Neutron damage in GaP : Zn,O light-emitting diodes

Abstract

Electrical and optical measurements have been carried out at 300 K to ascertain the effects of neutron irradiation on the properties of red-emitting GaP : Zn,O light-emitting diodes. Capacitance measurements at 300 K indicate that majority-carrier removal is insignificant below a neutron fluence Φ of 1015 n/cm2. Above this value, a removal rate of 6.5 cm−1 is found. Current-voltage data show that the total current increases with Φ at constant voltage and that the neutron-added current is due to space-charge recombination. The rate of increase in current with Φ leads to a lifetime–damage-constant product τK of (3.0±0.9) ×10−14 cm2. A similar analysis of the degradation of the light output, which is due to a diffusion current at 300 K, results in τK= (2.4±0.4) ×10−14 cm2. This analysis also reveals that near the junction in the p region the concentration of Zn-O pairs is linearly graded as is the Zn profile according to the capacitance data.
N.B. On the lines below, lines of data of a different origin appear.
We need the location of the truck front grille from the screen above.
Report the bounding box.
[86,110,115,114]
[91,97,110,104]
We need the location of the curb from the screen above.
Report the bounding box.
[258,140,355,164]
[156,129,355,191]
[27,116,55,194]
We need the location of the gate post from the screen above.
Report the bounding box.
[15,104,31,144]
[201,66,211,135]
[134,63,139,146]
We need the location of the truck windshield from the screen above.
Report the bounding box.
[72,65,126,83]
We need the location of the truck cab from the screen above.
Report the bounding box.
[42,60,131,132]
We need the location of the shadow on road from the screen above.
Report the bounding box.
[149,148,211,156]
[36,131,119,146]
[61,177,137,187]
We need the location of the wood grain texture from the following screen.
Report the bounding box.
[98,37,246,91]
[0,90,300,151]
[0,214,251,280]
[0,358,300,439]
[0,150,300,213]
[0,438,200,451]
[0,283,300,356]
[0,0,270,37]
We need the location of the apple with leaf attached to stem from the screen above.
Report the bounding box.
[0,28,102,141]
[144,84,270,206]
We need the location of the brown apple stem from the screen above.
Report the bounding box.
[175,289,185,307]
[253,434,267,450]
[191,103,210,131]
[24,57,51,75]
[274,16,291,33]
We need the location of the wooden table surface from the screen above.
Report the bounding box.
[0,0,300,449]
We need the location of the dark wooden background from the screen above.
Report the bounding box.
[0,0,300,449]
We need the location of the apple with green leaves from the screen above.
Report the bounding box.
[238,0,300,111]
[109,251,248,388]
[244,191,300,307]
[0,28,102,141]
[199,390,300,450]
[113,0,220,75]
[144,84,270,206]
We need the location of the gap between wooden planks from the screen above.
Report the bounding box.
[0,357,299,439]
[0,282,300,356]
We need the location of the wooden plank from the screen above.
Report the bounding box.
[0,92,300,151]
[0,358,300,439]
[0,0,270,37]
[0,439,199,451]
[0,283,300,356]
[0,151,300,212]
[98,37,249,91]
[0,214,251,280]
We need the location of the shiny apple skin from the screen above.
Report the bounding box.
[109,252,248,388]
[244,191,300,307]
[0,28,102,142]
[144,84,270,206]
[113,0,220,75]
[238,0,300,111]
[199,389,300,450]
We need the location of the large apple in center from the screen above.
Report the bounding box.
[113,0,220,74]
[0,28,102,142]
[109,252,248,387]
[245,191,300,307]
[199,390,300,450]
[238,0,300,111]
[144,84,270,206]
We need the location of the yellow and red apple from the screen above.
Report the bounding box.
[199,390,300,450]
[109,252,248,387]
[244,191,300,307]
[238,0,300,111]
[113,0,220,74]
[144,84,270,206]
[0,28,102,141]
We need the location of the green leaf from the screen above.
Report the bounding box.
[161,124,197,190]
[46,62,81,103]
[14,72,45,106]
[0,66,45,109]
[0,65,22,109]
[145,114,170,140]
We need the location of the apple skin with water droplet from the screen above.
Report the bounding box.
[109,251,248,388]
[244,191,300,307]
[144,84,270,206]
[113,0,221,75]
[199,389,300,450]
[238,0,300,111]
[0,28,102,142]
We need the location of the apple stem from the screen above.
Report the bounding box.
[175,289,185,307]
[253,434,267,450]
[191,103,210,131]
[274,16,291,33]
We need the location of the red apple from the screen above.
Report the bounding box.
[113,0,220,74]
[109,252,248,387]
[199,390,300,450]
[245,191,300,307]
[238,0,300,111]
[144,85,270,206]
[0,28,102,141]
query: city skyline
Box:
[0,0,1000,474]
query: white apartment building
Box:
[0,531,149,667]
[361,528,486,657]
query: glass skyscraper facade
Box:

Curves of efficiency versus current measured at 300 K possess maxima which decrease in magnitude and shift to higher current densities with increasing Φ. These results are indicative of saturation of the Zn-O centers at high injection levels. The rate of decrease of the maxima with Φ leads to a τK value of (2.0±0.6) ×10−14 cm2 and suggests that the Zn-O profile is also linearly graded a few diffusion lengths from the junction. The agreement between the various τK values tends to support the damage model employed in which neutron irradiation results in the introduction of nonradiative recombination centers in both the depletion and neutral regions.